L’agression en Ukraine a également créé un choc pour l’économie mondiale, ce qui complique encore la reprise après la crise de la Covid-19. Cela risque d’affecter la croissance de l’emploi et des salaires réels et d’exercer une pression supplémentaire sur les systèmes de protection sociale.
Dans de nombreux pays à revenu élevé, qui ont récemment connu des signes d’une reprise plus forte du marché du travail, les retombées de la crise ukrainienne pourraient dégrader les conditions du marché du travail et annuler certains des gains réalisés. La situation est particulièrement difficile dans les pays à revenu faible et intermédiaire, dont beaucoup n’ont pas été en mesure de se remettre complètement de l’impact de la crise de la Covid-19.
Des actions immédiates
En mars, le Conseil d’administration de l’OIT a adopté une résolution appelant la Fédération de Russie à « cesser immédiatement et inconditionnellement son agression » contre l’Ukraine.
Il a exprimé sa vive inquiétude face aux rapports faisant état de victimes civiles et d’attaques contre des installations civiles, ainsi qu’aux graves conséquences pour les travailleurs et les employeurs qui risquent leur vie pour continuer à travailler.

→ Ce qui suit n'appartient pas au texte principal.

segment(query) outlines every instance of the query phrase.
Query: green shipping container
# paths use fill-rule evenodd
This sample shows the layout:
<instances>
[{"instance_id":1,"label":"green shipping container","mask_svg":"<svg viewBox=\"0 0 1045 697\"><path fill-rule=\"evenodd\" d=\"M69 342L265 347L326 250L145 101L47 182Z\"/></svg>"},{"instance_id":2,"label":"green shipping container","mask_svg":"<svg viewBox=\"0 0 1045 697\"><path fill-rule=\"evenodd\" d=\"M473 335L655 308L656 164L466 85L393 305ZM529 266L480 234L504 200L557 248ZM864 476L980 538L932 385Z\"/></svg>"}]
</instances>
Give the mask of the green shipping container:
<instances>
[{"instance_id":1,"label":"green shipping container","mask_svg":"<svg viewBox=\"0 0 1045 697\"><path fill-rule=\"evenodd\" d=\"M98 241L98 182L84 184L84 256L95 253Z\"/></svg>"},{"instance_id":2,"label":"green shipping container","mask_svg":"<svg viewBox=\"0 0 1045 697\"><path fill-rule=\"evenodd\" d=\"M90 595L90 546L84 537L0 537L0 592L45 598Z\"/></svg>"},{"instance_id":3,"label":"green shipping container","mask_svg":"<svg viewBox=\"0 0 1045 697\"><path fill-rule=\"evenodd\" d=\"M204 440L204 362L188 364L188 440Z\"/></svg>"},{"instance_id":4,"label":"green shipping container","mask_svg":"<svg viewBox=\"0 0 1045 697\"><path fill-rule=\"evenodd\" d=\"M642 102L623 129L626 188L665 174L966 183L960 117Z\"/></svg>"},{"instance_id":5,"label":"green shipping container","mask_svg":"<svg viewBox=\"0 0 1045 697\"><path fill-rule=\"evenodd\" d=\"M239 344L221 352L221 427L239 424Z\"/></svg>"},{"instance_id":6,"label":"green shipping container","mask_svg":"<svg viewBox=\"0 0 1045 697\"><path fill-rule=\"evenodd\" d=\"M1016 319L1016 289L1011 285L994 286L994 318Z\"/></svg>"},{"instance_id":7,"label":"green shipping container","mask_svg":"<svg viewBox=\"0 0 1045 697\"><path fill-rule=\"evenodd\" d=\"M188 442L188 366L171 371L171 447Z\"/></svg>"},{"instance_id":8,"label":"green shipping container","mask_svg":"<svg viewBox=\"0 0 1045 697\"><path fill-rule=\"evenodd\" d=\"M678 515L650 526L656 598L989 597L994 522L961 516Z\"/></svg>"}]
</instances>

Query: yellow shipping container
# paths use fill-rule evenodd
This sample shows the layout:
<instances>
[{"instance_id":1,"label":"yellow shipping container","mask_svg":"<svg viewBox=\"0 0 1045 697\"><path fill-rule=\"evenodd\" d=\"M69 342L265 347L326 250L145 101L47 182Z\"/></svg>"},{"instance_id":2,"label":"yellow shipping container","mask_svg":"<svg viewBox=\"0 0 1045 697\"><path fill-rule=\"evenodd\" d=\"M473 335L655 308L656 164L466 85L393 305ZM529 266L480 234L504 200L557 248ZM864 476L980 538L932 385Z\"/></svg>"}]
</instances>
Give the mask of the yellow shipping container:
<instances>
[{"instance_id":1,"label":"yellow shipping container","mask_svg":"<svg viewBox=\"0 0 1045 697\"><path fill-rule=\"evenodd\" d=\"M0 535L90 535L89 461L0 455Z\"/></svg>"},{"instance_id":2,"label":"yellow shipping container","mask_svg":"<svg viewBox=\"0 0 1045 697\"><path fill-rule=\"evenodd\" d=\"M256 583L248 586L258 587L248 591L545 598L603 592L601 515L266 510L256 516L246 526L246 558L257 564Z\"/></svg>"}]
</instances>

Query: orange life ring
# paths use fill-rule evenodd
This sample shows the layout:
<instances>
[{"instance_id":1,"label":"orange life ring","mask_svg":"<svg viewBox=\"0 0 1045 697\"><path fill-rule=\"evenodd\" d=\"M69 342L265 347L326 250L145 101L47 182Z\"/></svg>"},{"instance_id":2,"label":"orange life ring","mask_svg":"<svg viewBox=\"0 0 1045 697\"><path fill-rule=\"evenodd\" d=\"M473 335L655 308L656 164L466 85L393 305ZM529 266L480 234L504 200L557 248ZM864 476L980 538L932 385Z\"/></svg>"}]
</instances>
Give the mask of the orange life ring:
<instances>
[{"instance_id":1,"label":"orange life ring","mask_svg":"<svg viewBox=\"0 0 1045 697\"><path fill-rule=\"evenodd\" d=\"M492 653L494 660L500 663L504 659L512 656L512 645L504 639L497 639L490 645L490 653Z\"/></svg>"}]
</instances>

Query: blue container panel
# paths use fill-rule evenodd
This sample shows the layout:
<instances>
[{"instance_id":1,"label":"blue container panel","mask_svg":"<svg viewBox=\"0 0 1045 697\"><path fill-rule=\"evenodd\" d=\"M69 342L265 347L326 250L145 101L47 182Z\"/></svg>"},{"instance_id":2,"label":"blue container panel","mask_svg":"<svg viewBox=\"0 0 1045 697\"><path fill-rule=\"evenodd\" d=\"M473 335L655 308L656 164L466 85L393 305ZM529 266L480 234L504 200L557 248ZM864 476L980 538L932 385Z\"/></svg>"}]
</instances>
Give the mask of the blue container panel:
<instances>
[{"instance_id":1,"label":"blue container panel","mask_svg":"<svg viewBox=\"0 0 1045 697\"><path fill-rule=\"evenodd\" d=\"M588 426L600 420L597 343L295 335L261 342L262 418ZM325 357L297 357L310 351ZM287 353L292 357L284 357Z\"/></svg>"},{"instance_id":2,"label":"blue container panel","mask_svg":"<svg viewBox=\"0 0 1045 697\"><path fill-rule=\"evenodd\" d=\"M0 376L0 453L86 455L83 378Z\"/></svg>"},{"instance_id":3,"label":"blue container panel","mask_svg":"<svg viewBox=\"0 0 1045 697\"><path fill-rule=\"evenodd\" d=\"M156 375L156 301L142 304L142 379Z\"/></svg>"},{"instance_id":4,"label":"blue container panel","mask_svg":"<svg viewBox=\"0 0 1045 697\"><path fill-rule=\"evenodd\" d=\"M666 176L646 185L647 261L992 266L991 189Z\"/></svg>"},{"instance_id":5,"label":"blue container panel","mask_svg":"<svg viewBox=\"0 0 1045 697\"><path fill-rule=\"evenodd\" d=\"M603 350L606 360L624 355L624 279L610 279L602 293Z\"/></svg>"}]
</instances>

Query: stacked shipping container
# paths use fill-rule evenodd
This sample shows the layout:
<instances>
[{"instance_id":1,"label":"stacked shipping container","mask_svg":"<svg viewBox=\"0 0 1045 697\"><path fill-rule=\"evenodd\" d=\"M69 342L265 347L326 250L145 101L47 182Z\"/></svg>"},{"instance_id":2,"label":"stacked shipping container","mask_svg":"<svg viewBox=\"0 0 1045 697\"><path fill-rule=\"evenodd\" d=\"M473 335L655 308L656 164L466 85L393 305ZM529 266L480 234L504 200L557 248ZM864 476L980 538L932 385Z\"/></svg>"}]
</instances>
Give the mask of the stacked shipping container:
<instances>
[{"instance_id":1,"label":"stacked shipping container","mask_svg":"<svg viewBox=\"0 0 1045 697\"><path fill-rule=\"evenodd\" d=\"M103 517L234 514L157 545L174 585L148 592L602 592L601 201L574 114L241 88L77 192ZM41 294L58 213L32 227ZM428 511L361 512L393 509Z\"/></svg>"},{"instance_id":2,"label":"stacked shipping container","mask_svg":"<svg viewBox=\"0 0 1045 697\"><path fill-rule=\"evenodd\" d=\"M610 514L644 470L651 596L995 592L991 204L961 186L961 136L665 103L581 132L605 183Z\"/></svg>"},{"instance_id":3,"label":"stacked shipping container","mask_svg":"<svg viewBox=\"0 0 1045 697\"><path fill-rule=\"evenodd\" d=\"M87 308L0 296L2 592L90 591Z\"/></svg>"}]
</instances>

Pour atténuer l’impact de la crise sur le marché du travail ukrainien, l’OIT recommande plusieurs mesures immédiates, notamment de :
- Faciliter les initiatives des organisations d’employeurs et de travailleurs afin qu’elles puissent jouer un rôle important en apportant un soutien humanitaire et en assurant la poursuite du travail, dans la mesure du possible. Les efforts individuels et collectifs des partenaires sociaux peuvent contribuer positivement à la cohésion et favoriser un développement économique, social et politique inclusif.
- Fournir un soutien ciblé à l’emploi dans les zones relativement sûres de l’Ukraine, notamment en s’appuyant sur le programme permanent parrainé par le gouvernement pour relocaliser les travailleurs et les entreprises. Les partenariats locaux pour l’emploi (LEP) soutenus par l’OIT peuvent aider à créer des opportunités d’emploi.
- Soutenir le système de protection sociale en Ukraine pour s’assurer qu’il continue à verser des prestations, y compris les transferts en espèces nouvellement établis, aux (anciens et nouveaux) bénéficiaires.
- Préparer une stratégie de reconstruction post-conflit qui encourage la création d’emplois décents et productifs grâce à des investissements à forte intensité d’emploi.